Seamos realistas; en Colombia a nadie le interesa que los pobres dejen de ser pobres ni que exista una verdadera sociedad democrática. Por eso nos educan con un pobre sistema educativo que se mueve al margen de unos objetivos y unos propósitos socioculturales con base en los cuales fue diseñado. Y lo peor es que nos conformamos con la educación que recibimos ¡como es gratis!
Pero claro, ¡¡cómo no se me había ocurrido antes!! Uno de los tantos objetivos que obvia el sistema educativo que nos forma a nosotros los pobres, es el de, perdonen la redundancia, formar a ciudadanos con un pensamiento crítico y reflexivo. Pero ¿Por qué le interesaría a nuestra ministra de educación y a nuestro presidente y congresistas, etc., que se formen seres con un saber y un saber hacer, y que, además, sean críticos? ¿No sería eso un suicidio político?

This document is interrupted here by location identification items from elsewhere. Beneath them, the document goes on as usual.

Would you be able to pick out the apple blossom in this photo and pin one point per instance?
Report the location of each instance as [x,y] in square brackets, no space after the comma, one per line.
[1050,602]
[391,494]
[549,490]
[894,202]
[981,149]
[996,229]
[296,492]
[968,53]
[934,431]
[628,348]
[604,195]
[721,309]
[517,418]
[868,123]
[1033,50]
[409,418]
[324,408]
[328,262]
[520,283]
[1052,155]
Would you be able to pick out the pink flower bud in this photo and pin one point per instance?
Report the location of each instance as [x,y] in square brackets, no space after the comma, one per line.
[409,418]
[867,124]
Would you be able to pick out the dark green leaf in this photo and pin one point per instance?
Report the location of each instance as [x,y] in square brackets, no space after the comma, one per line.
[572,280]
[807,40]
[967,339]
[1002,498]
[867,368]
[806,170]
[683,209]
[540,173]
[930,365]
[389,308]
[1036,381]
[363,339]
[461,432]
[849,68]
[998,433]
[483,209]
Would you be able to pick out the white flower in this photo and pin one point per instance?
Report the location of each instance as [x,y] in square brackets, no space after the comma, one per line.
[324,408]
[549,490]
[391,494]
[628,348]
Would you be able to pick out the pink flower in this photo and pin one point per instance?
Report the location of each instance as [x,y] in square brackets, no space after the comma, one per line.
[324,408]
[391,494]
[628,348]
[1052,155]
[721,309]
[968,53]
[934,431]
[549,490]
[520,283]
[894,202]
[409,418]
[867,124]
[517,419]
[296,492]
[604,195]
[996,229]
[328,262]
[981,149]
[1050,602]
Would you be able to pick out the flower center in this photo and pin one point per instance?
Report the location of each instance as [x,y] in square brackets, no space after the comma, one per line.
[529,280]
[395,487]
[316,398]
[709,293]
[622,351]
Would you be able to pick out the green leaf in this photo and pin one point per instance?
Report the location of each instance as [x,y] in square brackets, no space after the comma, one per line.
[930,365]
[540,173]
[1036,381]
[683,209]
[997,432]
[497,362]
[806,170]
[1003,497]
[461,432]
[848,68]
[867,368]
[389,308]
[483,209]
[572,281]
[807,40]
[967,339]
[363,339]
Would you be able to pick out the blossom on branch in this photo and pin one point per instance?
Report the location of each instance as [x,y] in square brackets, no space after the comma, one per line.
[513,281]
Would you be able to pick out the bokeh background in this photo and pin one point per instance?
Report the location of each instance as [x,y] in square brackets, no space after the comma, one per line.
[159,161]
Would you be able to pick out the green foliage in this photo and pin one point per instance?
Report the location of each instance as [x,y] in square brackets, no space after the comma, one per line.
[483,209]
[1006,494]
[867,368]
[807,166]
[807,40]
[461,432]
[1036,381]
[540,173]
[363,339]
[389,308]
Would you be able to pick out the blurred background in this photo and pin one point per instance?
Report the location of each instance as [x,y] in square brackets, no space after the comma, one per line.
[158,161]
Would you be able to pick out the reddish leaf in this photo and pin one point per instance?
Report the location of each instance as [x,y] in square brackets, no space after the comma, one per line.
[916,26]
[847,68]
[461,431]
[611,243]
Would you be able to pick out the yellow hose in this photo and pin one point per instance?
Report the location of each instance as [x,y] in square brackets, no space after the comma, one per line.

Si en Colombia la mayoría de los jóvenes y adultos fueran seres con un pensamiento crítico y reflexivo y basaran sus prácticas en la razón, estoy seguro que no habría corruptos en el senado ni dictadores en los ministerios. Pero Colombia carece de crítica y lo peor es que los pocos pensadores e intelectuales que le confieren una lectura reflexiva, imparcial y hermenéutica a nuestro ambiente económico y político son ignorados por el pueblo. Así como somos pobres de la razón y la lógica, tenemos una memoria a corto plazo; por eso no es de extrañar que Uribe haya ganado una curul en el senado y que casi retome la copresidencia con el Centro Democrático.
Los políticos de hoy se alimentan de la visión poco crítica y hasta ignorante del pueblo. Me atrevería a apostar que ninguno de los senadores y representantes actuales ocuparían una curul en el congreso de la Republica si todos nosotros decidiéramos y reflexionáramos antes de votar.